El mundo ansiaba un mensaje de esperanza, una palabra de aliento que podía venir de la boca del líder de la religión más confesada en el mundo. Ese día, la lectura del Evangelio según San Mateo retrataba la última cena de Jesús con sus discípulos: un momento de suma tensión donde Jesús lava los pies de sus amigos, comparten el pan y Jesús revela quién lo va a traicionar. Los momentos en el Getsemaní antes de que fuera capturado enseñan a un Jesús humano, más parecido a nosotros: está angustiado por la muerte y clama vehemente a su padre que lo libre si así es su voluntad. Era un Jesús en crisis, como lo estaba el mundo en ese momento. El relato avanzó hasta que Jesús da su último respiro en la cruz y ahí, guardando respeto por el sacrificio expiatorio del Hijo del Hombre, todas las aproximadamente treinta personas en el recinto se arrodillaron y guardaron silencio.


De ese relato, el papa da un parte de esperanza para la familia humana alrededor del mundo: “Hoy, en el drama de la pandemia, ante tantas certezas que se desmoronan, frente a tantas expectativas traicionadas, con el sentimiento de abandono que nos oprime el corazón, Jesús nos dice a cada uno: ¡Ánimo, abre el corazón! ¡Ánimo, sentirás el consuelo de Dios que te sostiene!”. Era un llamado a ver al Jesús que humillado sirvió a la humanidad, uno que sufrió la traición, el abandono y la deslealtad y que entiende el sufrimiento humano.
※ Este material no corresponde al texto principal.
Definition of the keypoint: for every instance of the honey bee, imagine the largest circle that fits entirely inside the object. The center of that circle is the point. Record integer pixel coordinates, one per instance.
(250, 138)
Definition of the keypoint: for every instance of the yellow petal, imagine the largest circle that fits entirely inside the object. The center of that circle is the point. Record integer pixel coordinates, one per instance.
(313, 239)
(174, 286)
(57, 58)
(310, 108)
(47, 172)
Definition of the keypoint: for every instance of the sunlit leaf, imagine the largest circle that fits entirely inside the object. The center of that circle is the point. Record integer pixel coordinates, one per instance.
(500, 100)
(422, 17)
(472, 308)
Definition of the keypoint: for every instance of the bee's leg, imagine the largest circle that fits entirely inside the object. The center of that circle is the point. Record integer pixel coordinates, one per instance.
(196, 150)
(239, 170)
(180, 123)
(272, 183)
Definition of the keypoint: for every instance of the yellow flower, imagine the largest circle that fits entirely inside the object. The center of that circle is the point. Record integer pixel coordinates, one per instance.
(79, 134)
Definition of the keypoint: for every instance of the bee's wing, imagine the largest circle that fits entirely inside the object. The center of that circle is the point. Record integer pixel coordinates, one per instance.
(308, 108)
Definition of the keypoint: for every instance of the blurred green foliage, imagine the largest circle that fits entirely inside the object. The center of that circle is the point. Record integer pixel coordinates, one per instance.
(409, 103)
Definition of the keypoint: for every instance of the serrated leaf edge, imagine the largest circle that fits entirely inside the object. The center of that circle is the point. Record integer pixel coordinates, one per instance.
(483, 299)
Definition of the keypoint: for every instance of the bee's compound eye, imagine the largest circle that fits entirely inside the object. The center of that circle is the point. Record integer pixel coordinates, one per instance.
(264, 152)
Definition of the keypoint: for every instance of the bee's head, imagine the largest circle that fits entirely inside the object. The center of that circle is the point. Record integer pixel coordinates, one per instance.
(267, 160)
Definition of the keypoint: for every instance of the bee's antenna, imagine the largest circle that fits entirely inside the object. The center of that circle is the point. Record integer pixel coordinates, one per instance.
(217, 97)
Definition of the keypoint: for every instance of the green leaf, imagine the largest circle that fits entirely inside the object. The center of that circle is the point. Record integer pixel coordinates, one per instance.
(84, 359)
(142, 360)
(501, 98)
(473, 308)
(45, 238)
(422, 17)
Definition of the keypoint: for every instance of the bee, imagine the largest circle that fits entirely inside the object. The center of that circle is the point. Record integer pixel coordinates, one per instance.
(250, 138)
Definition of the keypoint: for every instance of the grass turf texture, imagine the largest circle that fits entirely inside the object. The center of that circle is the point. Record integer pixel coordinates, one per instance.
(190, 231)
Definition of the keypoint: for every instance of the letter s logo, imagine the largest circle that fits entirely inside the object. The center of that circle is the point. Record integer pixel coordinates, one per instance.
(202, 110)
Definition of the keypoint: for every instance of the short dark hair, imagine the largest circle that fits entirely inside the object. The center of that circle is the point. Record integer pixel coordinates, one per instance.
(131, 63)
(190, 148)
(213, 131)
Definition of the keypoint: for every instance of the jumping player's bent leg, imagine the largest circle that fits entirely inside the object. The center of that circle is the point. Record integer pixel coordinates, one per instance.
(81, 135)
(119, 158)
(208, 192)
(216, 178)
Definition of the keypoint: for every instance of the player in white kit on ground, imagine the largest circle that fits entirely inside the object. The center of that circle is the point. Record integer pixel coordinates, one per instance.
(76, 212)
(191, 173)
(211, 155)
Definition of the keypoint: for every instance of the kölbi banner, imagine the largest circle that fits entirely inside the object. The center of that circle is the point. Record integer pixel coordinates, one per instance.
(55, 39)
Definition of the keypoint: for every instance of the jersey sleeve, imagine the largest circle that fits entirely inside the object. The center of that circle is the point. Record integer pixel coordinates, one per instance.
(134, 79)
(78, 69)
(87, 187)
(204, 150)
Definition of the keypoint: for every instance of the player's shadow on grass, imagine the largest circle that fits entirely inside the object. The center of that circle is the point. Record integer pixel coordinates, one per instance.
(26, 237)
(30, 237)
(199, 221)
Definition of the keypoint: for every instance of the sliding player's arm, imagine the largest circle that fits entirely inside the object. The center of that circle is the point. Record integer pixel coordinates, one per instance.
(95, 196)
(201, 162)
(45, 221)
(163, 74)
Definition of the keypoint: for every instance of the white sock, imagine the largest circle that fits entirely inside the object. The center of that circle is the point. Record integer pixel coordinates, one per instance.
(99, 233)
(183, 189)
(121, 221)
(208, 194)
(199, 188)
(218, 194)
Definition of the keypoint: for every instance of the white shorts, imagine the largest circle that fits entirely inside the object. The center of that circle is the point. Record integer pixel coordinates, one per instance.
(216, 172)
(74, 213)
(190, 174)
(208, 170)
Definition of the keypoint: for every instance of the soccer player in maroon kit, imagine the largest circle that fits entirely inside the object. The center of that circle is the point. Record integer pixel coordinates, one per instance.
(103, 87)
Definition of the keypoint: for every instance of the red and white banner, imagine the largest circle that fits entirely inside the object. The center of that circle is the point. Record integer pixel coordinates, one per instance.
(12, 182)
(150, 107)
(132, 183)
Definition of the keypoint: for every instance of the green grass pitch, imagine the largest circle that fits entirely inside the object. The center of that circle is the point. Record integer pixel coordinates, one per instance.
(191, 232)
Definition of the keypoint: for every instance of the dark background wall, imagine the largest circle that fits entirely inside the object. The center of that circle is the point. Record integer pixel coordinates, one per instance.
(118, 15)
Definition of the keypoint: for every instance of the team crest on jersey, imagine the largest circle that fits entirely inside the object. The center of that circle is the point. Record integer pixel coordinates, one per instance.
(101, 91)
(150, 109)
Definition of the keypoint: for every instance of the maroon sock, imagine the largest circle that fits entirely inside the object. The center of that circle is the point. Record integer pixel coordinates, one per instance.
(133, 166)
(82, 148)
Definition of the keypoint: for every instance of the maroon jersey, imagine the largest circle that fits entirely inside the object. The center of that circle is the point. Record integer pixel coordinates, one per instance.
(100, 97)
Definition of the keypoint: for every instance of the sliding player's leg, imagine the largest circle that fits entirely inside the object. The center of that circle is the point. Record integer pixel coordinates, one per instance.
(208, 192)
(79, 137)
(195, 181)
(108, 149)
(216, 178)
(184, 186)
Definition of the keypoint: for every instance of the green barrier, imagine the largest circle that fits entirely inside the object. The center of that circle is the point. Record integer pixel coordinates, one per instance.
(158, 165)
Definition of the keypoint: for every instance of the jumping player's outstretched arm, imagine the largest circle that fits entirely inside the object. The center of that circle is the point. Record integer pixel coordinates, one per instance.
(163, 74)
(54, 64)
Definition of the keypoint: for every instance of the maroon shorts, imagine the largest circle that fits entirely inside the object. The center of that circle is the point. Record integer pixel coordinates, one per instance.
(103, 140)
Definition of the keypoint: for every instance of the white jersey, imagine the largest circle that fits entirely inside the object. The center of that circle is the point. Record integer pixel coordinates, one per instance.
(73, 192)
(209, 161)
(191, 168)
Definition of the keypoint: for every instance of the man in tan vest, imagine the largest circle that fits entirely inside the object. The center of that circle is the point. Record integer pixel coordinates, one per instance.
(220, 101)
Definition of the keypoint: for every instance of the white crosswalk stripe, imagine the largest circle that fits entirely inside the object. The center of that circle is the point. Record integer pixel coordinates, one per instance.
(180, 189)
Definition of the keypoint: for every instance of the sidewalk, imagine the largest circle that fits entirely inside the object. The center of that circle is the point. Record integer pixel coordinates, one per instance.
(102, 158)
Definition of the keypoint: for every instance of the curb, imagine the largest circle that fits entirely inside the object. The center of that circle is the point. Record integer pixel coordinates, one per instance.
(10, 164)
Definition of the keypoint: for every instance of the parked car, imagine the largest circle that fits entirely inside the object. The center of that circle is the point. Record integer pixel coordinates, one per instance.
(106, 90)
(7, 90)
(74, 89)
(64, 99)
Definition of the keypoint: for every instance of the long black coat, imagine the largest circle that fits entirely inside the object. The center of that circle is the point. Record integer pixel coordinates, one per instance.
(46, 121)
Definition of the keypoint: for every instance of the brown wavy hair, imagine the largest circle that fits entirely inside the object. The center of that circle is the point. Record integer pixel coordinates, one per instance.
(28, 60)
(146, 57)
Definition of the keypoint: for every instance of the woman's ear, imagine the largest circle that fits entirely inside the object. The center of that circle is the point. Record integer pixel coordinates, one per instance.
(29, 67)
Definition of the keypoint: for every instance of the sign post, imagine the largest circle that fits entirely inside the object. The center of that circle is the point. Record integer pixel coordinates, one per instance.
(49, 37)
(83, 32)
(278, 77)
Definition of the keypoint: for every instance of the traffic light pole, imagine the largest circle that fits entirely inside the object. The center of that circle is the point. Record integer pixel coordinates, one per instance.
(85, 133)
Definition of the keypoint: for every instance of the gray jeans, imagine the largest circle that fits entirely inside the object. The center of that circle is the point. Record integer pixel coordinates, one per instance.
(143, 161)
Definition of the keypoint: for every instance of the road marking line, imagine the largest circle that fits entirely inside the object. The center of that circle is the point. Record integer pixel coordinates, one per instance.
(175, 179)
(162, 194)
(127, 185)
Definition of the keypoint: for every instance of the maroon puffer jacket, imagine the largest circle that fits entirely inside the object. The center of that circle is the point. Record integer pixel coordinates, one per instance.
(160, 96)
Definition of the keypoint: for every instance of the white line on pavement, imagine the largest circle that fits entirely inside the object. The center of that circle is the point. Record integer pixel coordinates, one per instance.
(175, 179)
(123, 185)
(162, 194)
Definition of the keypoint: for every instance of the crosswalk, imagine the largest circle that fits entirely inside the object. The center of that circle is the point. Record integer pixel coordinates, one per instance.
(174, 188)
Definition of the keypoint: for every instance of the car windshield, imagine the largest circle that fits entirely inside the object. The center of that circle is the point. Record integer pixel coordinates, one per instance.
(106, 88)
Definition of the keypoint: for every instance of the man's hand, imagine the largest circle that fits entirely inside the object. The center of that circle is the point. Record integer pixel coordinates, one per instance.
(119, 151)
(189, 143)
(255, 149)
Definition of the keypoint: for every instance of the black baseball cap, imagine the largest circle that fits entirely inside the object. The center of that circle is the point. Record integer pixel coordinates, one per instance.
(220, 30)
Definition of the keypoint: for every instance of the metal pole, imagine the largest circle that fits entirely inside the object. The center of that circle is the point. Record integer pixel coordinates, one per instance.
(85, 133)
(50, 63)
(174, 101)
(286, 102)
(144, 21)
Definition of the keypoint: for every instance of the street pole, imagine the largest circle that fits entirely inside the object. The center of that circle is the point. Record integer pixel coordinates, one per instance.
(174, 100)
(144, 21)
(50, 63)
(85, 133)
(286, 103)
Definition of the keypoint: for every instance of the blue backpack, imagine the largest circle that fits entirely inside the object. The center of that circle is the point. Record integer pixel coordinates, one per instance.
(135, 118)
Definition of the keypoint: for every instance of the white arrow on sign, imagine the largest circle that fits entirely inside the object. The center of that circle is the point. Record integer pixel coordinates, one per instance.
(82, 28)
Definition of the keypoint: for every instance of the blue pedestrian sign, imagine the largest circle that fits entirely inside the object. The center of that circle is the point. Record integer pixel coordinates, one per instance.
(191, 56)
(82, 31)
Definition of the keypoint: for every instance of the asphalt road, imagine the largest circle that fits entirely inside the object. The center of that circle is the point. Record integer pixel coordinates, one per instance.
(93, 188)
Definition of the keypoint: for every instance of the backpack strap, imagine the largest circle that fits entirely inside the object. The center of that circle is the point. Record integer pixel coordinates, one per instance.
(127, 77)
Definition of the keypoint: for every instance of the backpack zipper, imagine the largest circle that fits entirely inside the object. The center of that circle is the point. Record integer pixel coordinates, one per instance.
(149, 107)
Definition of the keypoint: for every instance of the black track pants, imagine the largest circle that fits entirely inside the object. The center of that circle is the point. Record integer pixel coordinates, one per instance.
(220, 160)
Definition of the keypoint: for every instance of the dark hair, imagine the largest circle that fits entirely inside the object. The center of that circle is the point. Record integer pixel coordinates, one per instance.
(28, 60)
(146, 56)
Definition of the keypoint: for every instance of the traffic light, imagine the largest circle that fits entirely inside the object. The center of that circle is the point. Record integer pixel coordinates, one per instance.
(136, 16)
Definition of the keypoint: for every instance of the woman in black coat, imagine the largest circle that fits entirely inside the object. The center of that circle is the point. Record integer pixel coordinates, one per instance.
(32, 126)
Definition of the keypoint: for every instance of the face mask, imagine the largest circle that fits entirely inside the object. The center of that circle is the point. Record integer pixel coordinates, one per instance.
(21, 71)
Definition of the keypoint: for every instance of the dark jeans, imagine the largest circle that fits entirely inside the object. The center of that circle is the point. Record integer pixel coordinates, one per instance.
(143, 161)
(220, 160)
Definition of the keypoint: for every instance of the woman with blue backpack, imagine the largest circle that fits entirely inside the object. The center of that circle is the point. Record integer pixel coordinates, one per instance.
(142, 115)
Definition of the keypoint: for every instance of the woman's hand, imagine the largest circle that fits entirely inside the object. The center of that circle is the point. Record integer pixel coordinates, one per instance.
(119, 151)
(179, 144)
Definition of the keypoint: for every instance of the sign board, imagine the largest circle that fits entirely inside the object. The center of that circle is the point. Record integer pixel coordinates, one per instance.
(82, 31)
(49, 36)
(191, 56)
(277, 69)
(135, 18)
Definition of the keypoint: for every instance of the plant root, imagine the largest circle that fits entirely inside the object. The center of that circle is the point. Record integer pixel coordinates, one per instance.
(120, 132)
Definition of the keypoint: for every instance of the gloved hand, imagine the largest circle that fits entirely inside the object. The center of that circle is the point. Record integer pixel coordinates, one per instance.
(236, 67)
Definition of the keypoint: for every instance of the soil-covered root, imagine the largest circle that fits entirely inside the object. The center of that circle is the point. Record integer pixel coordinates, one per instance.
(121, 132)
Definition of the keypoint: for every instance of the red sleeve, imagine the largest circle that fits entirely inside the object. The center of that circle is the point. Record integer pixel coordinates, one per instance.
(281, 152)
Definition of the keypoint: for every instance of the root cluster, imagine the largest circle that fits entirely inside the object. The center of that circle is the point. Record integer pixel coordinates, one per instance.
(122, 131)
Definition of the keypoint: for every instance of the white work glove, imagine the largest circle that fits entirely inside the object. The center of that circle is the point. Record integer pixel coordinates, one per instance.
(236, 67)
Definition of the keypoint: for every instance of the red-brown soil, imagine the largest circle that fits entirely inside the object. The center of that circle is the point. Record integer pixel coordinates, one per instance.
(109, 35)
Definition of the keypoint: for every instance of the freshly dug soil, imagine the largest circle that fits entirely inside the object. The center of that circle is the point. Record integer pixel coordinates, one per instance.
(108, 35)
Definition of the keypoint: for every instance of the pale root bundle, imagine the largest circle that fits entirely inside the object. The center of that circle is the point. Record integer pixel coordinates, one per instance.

Inspirados en ese Jesús, Francisco animó a vivir una vida de servicio, asegurando que “la vida no sirve sino se sirve, porque la vida se vive desde el amor”. Un servicio y una conmiseración necesarias en tiempos de pandemia y un servicio que para el papa resalta a los verdaderos héroes, a los que no han temido entregarse por los demás porque son valientes para amar. Ese Domingo de Ramos, Francisco le recordó a un mundo despojado de su cotidianidad, que la alegría más grande radica en el amar.


Una semana para la historia


Para cuando terminó esa Semana Santa, en la que nadie se dio la paz ni recibió la comunión, la cifra de infectados según la OMS estaba por alcanzar el millón setecientos mil. Francisco ofició la misa de Domingo de Resurrección tal como lo hizo el primer día de la semana; en las lecturas se conmemoraba dos sermones del apóstol Pablo avivando a la incipiente iglesia con la esperanza del Cristo resucitado y lo mismo hizo el papa.


La homilía no la compartió durante la misa, sino durante la bendición Urbi et Orbi que generalmente se reserva para Navidad y Domingo de Pascua, pero que ya días antes, por las situaciones excepcionales que pasaba el planeta, la había proferido. La de ese día proclamaba con alegría que Jesús había resucitado: “Esta buena noticia se ha encendido como una llama nueva en la noche, en la noche de un mundo que enfrentaba ya desafíos cruciales y que ahora se encuentra abrumado por la pandemia que somete a nuestra gran familia humana a una dura prueba”.


Invitó al mundo a contagiarse de esa esperanza que el cristianismo proclamaba en su conmemoración más importante, contagiarse de corazón a corazón y dejar que el sufrimiento de Cristo sane las heridas de una humanidad desolada. Además, recordó que no es tiempo para ser indiferentes a la realidad del mundo: hizo llamados al alto al fuego mundial, al fin de la guerra en Siria, Yemen, Irak y el Líbano; a la paz entre Israel y Palestina y al fin del sufrimiento en Venezuela.


En la segunda bendición Urbi et Orbi en menos de un mes, el Sumo Pontífice no solo envió un mensaje para reconfortar los espíritus en medio de la pandemia, sino que volvió a poner en la agenda conflictos y problemas cuya gravedad no se atenúa ante la emergencia sanitaria mundial. Foto: Vatican.va.


Francisco cerró la Semana Santa de 2020 sin multitudes en la Plaza de San Pedro, con un pueblo silente detrás de las cámaras que transmitían para el mundo entero, un pueblo en el exilio como Israel en Babilonia, pero reafirmando el mensaje de Jesús como uno que puede seguir arrojando luz sobre un mundo que constantemente se enfrenta a las tinieblas, y esta vez las de una pandemia que vino a socavar nuestra frágil realidad.